But we are also significantly better at locating sounds that come from in front of us than from sources at our sides. This may be due in part to differences in the number of neurons available to detect sounds from these different locations.

It could also reflect differences in the rates at which those neurons fire in response to sounds. Theoretical biologists speculate that we may have evolved this way because it is efficient for hunting and foraging, just as has been proposed with frontal vision1.

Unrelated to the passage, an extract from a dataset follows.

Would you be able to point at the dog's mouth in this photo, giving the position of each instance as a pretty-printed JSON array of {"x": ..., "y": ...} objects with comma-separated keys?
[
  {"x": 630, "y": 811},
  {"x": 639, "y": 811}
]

These factors by themselves however, don’t fully explain why humans are so much better at localizing sounds in front of them.

Neural Network Properties

Now, Rodrigo Pavão, of Albert Einstein College of Medicine, and colleagues have shown2 that the brain has evolved the ability to detect natural patterns that exist in sounds as a result of their location, and to use those patterns to optimize the spatial perception of sounds.

Pavão et al. showed that the way in which the head and inner ear filter incoming sounds has two consequences for how we perceive them. Firstly, the change in ITD for sounds coming from different sources in front of a person is greater than for sounds coming from their sides.

And secondly, the ITD for sounds that originate in front of a person varies more over time than the ITD for sounds coming from the periphery. By playing sounds to healthy volunteers while removing these differences, the researchers found that natural interaural time difference statistics were correlated with a person’s ability to tell where a sound was coming from.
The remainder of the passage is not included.